Static Topic Bridges

The Strait of Hormuz: Geography and Strategic Significance

The Strait of Hormuz is a narrow maritime passage — approximately 33 km wide at its narrowest point — connecting the Persian Gulf to the Gulf of Oman and thence to the Arabian Sea. It sits between Iran to the north and Oman to the south. It is the single most critical oil transit chokepoint in the world, with no adequate pipeline alternative for most volumes.

  • Approximately 15–17 mb/d of crude oil transits the Strait, representing ~34% of global crude oil trade and ~20% of total world petroleum supply.
  • Saudi Arabia accounts for ~37% of exports transiting the strait; Iraq, UAE, Kuwait, Qatar also heavily dependent.
  • China and India combined receive ~44% of Hormuz-transiting crude exports.
  • The only partial bypass alternatives are the East–West Pipeline (Saudi Arabia, 5 mb/d capacity to Yanbu on the Red Sea) and the Abu Dhabi Crude Oil Pipeline (1.5 mb/d to Fujairah) — together unable to replace Hormuz volumes.
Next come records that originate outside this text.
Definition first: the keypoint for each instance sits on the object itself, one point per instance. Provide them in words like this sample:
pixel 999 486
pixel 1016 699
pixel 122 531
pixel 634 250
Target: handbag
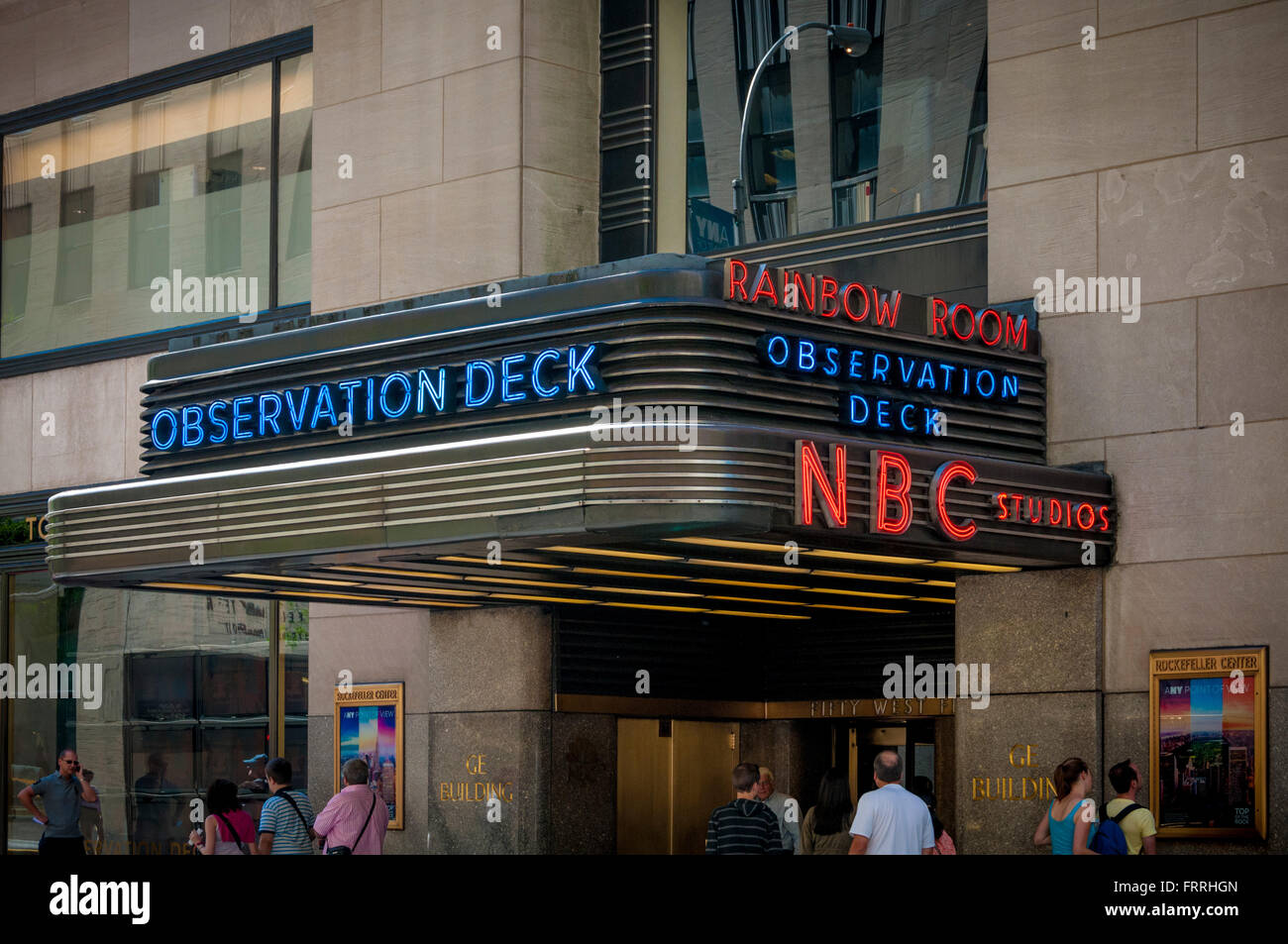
pixel 348 850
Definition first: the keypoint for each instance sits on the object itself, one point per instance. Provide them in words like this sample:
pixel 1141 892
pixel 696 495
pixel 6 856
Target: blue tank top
pixel 1061 829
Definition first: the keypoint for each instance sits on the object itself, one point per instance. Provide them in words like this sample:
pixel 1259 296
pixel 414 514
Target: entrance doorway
pixel 853 745
pixel 670 776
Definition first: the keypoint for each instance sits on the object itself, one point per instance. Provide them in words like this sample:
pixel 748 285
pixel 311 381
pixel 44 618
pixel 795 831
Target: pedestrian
pixel 1134 820
pixel 1069 823
pixel 745 826
pixel 62 792
pixel 785 807
pixel 889 819
pixel 925 789
pixel 286 819
pixel 353 822
pixel 824 828
pixel 228 828
pixel 91 818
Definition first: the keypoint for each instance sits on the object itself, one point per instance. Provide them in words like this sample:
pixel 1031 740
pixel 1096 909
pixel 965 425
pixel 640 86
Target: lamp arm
pixel 746 115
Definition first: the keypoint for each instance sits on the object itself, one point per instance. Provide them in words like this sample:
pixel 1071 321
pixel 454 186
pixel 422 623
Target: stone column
pixel 1039 634
pixel 488 732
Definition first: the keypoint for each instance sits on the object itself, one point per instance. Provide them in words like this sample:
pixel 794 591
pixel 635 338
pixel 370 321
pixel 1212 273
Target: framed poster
pixel 1207 725
pixel 369 724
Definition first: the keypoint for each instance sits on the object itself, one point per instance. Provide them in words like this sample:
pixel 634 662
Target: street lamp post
pixel 855 43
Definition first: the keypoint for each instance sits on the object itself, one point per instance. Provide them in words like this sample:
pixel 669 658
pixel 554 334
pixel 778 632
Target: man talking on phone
pixel 62 792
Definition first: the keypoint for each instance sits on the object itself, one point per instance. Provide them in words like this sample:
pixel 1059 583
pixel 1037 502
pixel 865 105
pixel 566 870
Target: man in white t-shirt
pixel 890 820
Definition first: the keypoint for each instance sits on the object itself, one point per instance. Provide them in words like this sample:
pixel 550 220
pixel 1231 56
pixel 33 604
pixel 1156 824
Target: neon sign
pixel 1051 511
pixel 863 304
pixel 863 366
pixel 890 496
pixel 425 391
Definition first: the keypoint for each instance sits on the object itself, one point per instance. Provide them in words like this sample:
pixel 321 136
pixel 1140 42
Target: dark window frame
pixel 270 51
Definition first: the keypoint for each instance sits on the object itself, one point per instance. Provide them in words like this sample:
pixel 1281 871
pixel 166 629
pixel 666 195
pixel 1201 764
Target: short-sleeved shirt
pixel 894 820
pixel 743 827
pixel 290 837
pixel 62 805
pixel 1136 824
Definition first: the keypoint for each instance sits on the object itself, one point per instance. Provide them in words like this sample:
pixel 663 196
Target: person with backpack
pixel 228 828
pixel 1133 820
pixel 1069 823
pixel 286 820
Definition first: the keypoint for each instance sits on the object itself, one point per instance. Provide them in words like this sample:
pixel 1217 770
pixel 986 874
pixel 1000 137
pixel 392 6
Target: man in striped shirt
pixel 286 820
pixel 746 826
pixel 355 816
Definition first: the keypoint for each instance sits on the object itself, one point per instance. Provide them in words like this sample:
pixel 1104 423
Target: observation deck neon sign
pixel 523 377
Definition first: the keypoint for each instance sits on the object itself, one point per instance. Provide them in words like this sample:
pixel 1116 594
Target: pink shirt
pixel 344 815
pixel 243 824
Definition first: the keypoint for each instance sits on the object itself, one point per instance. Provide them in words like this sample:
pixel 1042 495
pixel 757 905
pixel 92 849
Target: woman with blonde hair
pixel 1069 823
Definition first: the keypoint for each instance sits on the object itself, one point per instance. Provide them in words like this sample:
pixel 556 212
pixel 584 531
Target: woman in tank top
pixel 825 829
pixel 1070 820
pixel 228 827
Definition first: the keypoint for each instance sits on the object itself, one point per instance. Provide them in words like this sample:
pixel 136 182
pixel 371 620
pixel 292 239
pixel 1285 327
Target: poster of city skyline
pixel 1207 751
pixel 369 725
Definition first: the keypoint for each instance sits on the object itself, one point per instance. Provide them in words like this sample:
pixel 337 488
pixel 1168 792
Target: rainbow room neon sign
pixel 399 395
pixel 864 304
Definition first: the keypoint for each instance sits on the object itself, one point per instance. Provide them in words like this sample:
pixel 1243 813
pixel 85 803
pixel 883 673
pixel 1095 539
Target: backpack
pixel 237 839
pixel 1111 839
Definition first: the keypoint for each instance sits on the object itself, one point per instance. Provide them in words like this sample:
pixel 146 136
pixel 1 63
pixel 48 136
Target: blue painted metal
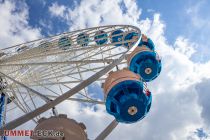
pixel 127 94
pixel 101 37
pixel 143 60
pixel 83 39
pixel 130 36
pixel 149 43
pixel 117 36
pixel 64 43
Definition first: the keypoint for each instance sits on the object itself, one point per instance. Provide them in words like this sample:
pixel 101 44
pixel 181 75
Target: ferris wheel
pixel 38 75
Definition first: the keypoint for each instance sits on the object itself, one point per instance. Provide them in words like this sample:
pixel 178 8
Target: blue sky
pixel 180 18
pixel 180 31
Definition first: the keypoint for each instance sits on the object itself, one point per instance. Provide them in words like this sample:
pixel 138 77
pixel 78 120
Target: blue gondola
pixel 147 42
pixel 64 43
pixel 83 39
pixel 101 37
pixel 125 97
pixel 130 36
pixel 146 64
pixel 117 36
pixel 127 102
pixel 45 44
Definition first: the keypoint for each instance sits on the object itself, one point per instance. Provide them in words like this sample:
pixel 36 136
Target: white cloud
pixel 14 24
pixel 175 112
pixel 57 10
pixel 183 46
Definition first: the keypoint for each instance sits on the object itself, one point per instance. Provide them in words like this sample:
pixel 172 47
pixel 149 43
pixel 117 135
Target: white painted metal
pixel 37 74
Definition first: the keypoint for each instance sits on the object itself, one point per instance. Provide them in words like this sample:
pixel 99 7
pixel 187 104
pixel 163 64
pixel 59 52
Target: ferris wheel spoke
pixel 80 100
pixel 47 106
pixel 107 130
pixel 59 63
pixel 30 89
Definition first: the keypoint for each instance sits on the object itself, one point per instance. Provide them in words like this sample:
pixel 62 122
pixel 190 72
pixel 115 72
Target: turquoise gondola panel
pixel 64 43
pixel 117 36
pixel 83 39
pixel 130 36
pixel 128 95
pixel 145 61
pixel 101 37
pixel 148 43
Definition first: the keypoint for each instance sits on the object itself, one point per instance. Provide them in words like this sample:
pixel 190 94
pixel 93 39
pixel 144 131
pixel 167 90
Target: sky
pixel 180 31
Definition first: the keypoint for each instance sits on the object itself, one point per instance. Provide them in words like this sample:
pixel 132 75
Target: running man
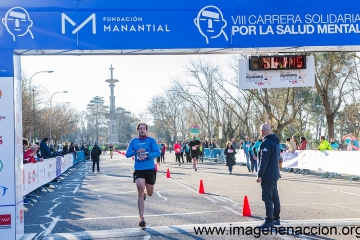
pixel 111 149
pixel 144 149
pixel 194 148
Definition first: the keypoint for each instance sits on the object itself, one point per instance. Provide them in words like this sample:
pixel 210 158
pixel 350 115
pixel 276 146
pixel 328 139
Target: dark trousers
pixel 97 161
pixel 177 157
pixel 253 165
pixel 270 196
pixel 188 157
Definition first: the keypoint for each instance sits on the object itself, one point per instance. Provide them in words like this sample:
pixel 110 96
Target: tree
pixel 333 72
pixel 97 110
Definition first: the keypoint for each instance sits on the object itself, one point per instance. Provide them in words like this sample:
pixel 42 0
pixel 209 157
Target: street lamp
pixel 34 101
pixel 51 110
Connection to this news: Iran's ability to hold this chokepoint hostage — with comparatively low-cost asymmetric tools — gives it disproportionate leverage relative to its degraded conventional military capacity. This illustrates the strategic concept of "chokepoint denial."

Asymmetric Warfare and the Hormuz Threat

Asymmetric warfare refers to conflicts where materially weaker parties use unconventional tactics to offset the conventional superiority of stronger opponents. In the Hormuz context, Iran employs: sea mines (passive, hard to detect), armed drone swarms (cheap, attritable), fast attack craft (IRGC Navy), and anti-ship missile batteries along its coastline. These impose costs on any adversary attempting to escort oil tankers or clear the strait far exceeding the cost Iran incurs to maintain the threat.

  • Iran's Islamic Revolutionary Guard Corps Navy (IRGCN) has specialised in Hormuz denial tactics since the 1980s Tanker War.
  • Sea mines: Iran is estimated to hold a stockpile of thousands of naval mines; mine-clearing is slow and casualty-prone.
  • Swarm drone attacks can saturate even advanced missile-defence systems (as demonstrated in Saudi Aramco attacks of 2019).
  • The concept of "area denial / anti-access" (A2/AD) — used widely in UPSC IR and defence contexts — applies directly here.

Connection to this news: Iran's military has been severely degraded but the Hormuz threat persists because it relies on A2/AD tools that are specifically designed to be effective against technologically superior adversaries — this is the core of asymmetric deterrence.

Oil Price Shocks and the Indian Economy

Crude oil price spikes propagate through the Indian economy via multiple channels: higher fuel prices raise the cost of transport and manufacturing; the current account deficit widens as the import bill rises; fiscal pressure increases if the government subsidises downstream fuel prices; and inflation rises through fuel and fertiliser cost pass-throughs.

  • Every $10/barrel increase in crude prices adds approximately 0.4% to India's current account deficit.
  • India's petroleum subsidy bill is directly sensitive to international crude prices — when crude rises, the under-recovery on LPG and kerosene increases.
  • Brent crude rising from $70 to $95/barrel (38% increase) represents a very significant shock: India's annual crude import bill at $95/barrel (at 4.6 mb/d) is approximately $60 billion more than at $70/barrel.
  • The RBI's inflation targeting (CPI target: 4%, tolerance band 2–6%) is directly challenged by fuel-driven cost-push inflation.

Connection to this news: The Hormuz blockade is not merely a geopolitical story — it is a direct macroeconomic threat to India, raising the cost of nearly every imported energy product and feeding through into manufacturing, logistics, and consumer price inflation.

Key Facts & Data

  • Strait of Hormuz width at narrowest: ~33 km; located between Iran (north) and Oman (south).
  • Daily oil transit: ~15–17 mb/d (~34% of global crude trade; ~20% of world petroleum supply).
  • Brent crude price change since conflict onset: ~$70 → ~$95/barrel (+38%).
  • Iran's missile/drone sortie rate: down ~90% from early-war peak (yet Hormuz threat persists).
  • East–West Pipeline bypass capacity (Saudi Arabia): ~5 mb/d; Abu Dhabi pipeline: ~1.5 mb/d.
  • India + China combined: receive ~44% of Hormuz-transiting crude.
  • Impact on India: every $10/barrel rise adds ~0.4% to current account deficit.